Vedere l’invisibile è vedere la grandezza del dono della vita perché un altro viva, ritrovi speranza, ritorni a ridere. Vedere l’invisibile è cogliere la delicatezza di chi sa curare le ferite altrui, e anche custodire e sostenere l’impegno di chi nei gesti semplici e quotidiani non smette di cercare la pace. E’ stato un vedere la bellezza l’impegno e il sacrificio di tanti che hanno aiutato chi era nel bisogno nei giorni scorsi nelle zone in Toscana toccate dalla alluvione. Vedere l’invisibile è vedere le tracce delicate e semplici dell’amare. Ed è vedere Dio, il suo Amore.

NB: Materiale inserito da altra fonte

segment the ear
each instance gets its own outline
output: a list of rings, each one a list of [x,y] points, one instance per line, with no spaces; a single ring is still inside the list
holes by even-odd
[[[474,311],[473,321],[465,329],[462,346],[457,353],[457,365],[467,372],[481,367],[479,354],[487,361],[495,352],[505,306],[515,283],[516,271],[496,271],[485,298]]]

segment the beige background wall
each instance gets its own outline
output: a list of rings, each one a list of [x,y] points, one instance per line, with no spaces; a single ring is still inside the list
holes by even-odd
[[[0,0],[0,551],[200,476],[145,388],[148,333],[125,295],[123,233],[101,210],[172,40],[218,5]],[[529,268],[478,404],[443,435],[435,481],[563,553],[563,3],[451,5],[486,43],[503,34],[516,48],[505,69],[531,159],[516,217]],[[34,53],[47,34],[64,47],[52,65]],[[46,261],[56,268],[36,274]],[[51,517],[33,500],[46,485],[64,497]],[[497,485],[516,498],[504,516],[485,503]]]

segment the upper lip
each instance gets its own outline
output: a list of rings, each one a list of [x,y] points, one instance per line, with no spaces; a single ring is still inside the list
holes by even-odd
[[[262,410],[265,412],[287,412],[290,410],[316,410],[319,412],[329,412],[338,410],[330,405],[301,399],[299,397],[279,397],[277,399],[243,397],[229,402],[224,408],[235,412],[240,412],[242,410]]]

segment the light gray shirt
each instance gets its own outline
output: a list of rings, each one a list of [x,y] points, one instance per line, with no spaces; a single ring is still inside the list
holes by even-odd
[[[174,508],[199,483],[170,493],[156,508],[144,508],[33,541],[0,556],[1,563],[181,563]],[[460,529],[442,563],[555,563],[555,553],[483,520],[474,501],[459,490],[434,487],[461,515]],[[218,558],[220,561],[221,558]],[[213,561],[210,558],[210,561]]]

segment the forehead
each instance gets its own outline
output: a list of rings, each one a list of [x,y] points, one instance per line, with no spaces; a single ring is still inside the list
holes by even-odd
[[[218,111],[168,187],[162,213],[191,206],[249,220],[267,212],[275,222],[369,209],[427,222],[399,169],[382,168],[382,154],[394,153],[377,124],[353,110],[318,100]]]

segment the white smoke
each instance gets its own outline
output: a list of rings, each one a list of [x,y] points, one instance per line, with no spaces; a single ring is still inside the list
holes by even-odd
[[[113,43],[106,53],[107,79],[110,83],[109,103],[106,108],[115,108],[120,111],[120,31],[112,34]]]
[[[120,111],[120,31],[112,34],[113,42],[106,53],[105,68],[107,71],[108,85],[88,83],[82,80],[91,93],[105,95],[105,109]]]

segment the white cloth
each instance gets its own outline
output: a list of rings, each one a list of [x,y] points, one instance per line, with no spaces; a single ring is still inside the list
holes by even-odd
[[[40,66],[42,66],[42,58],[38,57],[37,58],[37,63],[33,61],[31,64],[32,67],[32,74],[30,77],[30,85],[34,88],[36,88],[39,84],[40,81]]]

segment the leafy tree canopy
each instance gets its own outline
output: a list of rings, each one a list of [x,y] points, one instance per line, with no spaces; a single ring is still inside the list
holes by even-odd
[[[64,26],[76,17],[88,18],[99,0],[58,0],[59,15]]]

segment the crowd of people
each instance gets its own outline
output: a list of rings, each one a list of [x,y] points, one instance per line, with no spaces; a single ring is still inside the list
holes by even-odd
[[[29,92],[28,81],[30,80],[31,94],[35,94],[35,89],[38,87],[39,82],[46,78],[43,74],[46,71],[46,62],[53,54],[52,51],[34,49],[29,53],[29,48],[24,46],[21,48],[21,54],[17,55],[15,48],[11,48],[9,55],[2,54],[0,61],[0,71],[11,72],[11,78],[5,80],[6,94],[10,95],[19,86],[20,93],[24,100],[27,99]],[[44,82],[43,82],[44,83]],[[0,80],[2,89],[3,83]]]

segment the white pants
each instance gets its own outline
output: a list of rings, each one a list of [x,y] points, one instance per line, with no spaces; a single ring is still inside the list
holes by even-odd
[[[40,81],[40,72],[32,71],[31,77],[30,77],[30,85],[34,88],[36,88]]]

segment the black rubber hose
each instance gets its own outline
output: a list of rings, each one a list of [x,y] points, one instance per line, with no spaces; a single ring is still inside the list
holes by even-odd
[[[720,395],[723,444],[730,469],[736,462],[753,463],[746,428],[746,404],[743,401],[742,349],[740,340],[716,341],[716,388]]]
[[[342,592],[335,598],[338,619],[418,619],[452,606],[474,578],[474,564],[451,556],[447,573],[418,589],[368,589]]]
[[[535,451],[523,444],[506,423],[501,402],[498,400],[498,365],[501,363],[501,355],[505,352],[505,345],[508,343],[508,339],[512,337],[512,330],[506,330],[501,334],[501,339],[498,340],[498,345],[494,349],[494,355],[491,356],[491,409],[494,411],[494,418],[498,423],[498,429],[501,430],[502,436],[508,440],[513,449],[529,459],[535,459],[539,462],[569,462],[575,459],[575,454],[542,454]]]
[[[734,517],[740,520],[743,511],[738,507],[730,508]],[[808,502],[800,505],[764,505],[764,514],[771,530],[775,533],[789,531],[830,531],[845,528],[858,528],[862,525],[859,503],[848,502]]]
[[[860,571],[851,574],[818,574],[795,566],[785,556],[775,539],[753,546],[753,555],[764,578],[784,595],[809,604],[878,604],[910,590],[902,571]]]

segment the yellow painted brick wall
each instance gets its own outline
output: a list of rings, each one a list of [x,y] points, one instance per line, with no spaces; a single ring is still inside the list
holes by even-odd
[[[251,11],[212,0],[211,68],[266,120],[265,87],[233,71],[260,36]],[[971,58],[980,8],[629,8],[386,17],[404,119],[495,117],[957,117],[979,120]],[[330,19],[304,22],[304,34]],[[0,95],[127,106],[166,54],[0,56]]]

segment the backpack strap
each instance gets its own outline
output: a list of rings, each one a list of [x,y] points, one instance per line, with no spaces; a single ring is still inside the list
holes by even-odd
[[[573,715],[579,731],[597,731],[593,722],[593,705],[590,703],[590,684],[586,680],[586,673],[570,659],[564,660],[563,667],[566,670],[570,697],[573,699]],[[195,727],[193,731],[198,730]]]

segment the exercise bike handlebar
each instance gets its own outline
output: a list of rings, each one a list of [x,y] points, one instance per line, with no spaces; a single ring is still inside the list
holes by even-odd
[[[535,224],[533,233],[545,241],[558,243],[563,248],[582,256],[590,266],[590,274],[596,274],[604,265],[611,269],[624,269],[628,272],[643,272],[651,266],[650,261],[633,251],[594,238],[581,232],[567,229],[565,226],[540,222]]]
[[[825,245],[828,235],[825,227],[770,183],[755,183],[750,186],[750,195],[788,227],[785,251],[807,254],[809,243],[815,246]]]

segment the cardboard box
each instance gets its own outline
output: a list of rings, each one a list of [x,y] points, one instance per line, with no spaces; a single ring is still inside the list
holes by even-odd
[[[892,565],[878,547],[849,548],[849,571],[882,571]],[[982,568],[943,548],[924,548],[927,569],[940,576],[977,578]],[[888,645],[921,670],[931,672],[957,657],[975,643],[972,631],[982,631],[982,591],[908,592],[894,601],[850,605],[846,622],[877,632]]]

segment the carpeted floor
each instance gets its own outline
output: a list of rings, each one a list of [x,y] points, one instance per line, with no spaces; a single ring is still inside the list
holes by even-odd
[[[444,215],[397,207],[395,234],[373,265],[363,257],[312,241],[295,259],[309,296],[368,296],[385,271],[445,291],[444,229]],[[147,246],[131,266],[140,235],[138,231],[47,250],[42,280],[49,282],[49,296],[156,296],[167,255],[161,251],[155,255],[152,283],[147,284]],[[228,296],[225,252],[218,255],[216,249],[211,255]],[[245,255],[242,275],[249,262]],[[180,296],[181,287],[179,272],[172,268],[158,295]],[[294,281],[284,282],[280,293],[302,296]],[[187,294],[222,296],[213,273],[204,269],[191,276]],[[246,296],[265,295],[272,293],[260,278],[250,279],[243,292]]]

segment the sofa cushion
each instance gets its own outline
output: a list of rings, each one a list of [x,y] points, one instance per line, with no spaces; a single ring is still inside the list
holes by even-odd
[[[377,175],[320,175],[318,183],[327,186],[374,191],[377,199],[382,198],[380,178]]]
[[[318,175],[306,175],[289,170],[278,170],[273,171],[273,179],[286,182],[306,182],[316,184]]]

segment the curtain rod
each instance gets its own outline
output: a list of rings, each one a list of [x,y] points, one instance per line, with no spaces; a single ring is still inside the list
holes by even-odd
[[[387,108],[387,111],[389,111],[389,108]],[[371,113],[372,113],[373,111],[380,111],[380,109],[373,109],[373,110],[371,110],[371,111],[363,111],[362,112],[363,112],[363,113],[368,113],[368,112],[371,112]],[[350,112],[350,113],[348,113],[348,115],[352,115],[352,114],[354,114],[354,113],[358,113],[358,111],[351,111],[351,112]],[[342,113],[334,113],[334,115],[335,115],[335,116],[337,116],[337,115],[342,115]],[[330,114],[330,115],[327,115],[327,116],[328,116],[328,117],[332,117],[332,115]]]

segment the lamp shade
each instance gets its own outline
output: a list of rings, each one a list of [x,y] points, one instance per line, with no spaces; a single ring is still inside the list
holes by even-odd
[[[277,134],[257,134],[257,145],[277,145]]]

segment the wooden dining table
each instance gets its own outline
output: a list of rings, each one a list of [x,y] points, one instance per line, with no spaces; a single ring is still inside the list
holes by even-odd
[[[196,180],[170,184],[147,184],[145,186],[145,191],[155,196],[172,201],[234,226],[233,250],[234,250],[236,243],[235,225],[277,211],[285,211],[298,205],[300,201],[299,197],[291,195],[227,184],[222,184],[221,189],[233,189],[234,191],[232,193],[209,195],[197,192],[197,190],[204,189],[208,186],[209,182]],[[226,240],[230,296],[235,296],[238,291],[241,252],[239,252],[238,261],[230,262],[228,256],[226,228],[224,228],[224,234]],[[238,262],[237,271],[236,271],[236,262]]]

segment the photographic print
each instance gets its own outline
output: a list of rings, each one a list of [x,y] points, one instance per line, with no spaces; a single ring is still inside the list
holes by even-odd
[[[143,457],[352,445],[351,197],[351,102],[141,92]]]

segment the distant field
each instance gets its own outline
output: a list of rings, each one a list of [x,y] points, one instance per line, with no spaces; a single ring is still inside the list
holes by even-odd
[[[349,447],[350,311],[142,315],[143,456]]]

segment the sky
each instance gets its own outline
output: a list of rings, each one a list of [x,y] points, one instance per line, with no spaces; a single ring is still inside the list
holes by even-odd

Ricorda il vangelo che per “vedere l’invisibile” occorre ascoltare, questa è la strada: “dalla nube uscì una voce che diceva: questi è il Figlio mio, l’eletto; ascoltatelo”.
Si può riprendere allora il cammino dietro a Gesù, ascoltando Lui, e imparando così a vedere l’invisibile, la bellezza, a vedere le tracce dell’amore e nel dono della sua vita l’amore più grande per noi.
Nel dialogo tra il piccolo principe (di Saint Exupery) e la volpe viene quasi sintetizzato questo messaggio evangelico e nuovamente proposto a noi:
“Ecco il mio segreto. E’ molto semplice: non si vede che col cuore. L’essenziale è invisibile agli occhi”.
Ecco il cammino proposto a noi: guarda con il cuore, cerca l’amore (e il cuore lo sa cogliere) e imparerai a vedere l’invisibile, la bellezza, l’amore di Dio per te.